Using Higher Risk Organs for Liver Transplantation: In Whom and at What Price?
Article Outline
- Why Is Donor Organ Quality Worsening?
- Why Are High DRI Livers Being Used More Commonly for Low MELD Recipients?
- How Should We Go Forward With the Study Results?
- References
- Copyright
See “The impact of MELD allocation policy on utilization of high risk organs for liver transplantation,” by Volk ML, Lok AS, Pelltier SJ, et al, on page 1568.
An ongoing challenge in liver transplantation is the shortage of donor organs.1 To address the imbalance between donor organ availability and the number of potential recipients, new approaches to expand the donor pool have included living donor liver transplantation, split or partial liver transplantation, donation after cardiac death (DCD), and utilization of extended donor criteria (ECD) organs.
Allocation of livers using the Model for End-Stage Liver Disease (MELD) score was introduced on February 27, 2002. This objective score,2 based on 3 laboratory parameters (total serum bilirubin, International Normalized Ratio, and serum creatinine), changed the priority criteria from waiting time to one based on disease severity. MELD predicts 3-month mortality accurately for patients on the a liver transplant waiting list and can be applied for allocation of donor livers.3 Patients having a MELD score <9 have a 1.9% 3-month mortality, whereas patients having a MELD score ≥40 have a mortality rate of 71.3%. In addition, MELD can be used to predict the mortality risk after liver transplantation.4
Organs are allocated to patients in descending order of MELD score within each specific donor service area (DSA). This prioritization is termed as “local” (within the DSA), “regional” (within a United Network for Organ Sharing [UNOS] region), and “national.” When an organ is available, it is first directed to centers within the area (local). Allocating organs to regional patients with MELD ≥15, if no local patient have a MELD score ≥15 (the Share-15 rule), is an additional measure that attempts to direct livers to those most in need.5
Both donor and recipient risk factors influence liver transplantation outcomes. Feng et al6 used the Scientific Registry of Transplant Recipients (SRTR) to develop the concept of a Donor Risk Index (DRI).6 The DRI is a continuous measure that reflects the risk of graft failure (including death). It is composed of 8 simple donor parameters, including 3 donor demographic characteristics (age, race and height), 3 donor operative metrics (cold ischemia time, DCD, split liver/transplantation), and 2 other parameters (donor cause of death and distance between donor and recipient hospitals). The index ranges from a score of 0 to >2. Organs with a DRI of <1.0 have on average 3-year graft survival rates of 81% compared with only 60% for organs with a DRI of >2.0. DRI is not only useful in decision making about organ acceptance, but in the future may also be used in an allocation system that takes into account both donor and recipient variables.

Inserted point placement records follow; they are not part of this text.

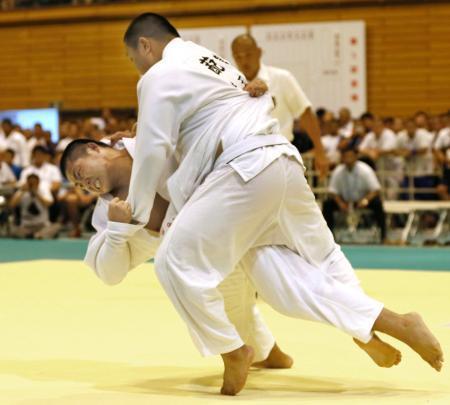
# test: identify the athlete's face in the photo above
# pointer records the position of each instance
(247, 57)
(92, 170)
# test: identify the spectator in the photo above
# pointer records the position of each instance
(48, 173)
(442, 154)
(7, 177)
(8, 158)
(33, 201)
(380, 145)
(11, 138)
(354, 184)
(330, 142)
(289, 99)
(367, 120)
(415, 145)
(345, 123)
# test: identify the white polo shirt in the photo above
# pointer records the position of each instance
(353, 185)
(48, 173)
(6, 174)
(18, 143)
(418, 165)
(289, 98)
(386, 142)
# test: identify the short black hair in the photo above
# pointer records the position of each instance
(149, 25)
(75, 149)
(367, 116)
(40, 148)
(33, 176)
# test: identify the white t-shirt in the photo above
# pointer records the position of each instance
(18, 143)
(6, 174)
(386, 142)
(48, 173)
(353, 185)
(418, 165)
(330, 144)
(62, 144)
(289, 98)
(347, 130)
(442, 139)
(32, 211)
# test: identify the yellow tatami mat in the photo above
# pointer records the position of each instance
(68, 339)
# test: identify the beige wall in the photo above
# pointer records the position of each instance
(75, 55)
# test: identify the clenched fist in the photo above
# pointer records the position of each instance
(119, 211)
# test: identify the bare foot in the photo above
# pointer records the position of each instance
(236, 365)
(276, 359)
(421, 340)
(383, 354)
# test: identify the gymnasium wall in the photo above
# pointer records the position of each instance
(75, 55)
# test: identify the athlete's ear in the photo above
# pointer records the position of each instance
(144, 46)
(93, 147)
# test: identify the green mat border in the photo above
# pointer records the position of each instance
(367, 257)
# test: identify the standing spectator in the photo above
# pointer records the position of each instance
(10, 138)
(48, 173)
(345, 123)
(442, 154)
(289, 99)
(380, 145)
(354, 183)
(415, 145)
(330, 141)
(8, 158)
(33, 201)
(367, 120)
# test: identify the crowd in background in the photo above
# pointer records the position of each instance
(37, 202)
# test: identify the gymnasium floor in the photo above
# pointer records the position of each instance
(68, 339)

In this issue of Gastroenterology, Volk et al7 sought to determine whether the quality of organs being transplanted have been affected by the MELD allocation policy. They also examined the types of patients receiving high-risk organs, and the implications of these findings on posttransplant survival. They showed that mean DRI had increased by 0.08 (which is equivalent to an 8% increase risk of graft failure) over the last 10 years. In the pre-MELD era, mean DRI increased at a rate of 0.006/year. In the post-MELD era, the DRI increased at a rate of 0.013/year. This additional increase in DRI since MELD implementation is equivalent to a 4% increase risk of graft failure (P < .001). Moreover, since the introduction of MELD allocation, more high DRI livers are being steered to patients with low MELD scores. In the past 10 years, there has been an increase in DRI of 0.14 in patients transplanted with MELD score <20. By contrast, the increase in the DRI of organs used to transplant patients with MELD >20 was only 0.03. Patients more likely to receive high DRI organs in the post-MELD era include those with (1) low MELD score, (2) less ascites, (3) older age, (4) no hepatitis C, and (5) no MELD exception or who were rejected for MELD exception. Patients with a MELD score <20 transplanted in the post-MELD era showed a decreased posttransplant survival rate (hazard ratio, 1.015 per year; P = .005). This change in survival can be explained by the increased use of high DRI organs.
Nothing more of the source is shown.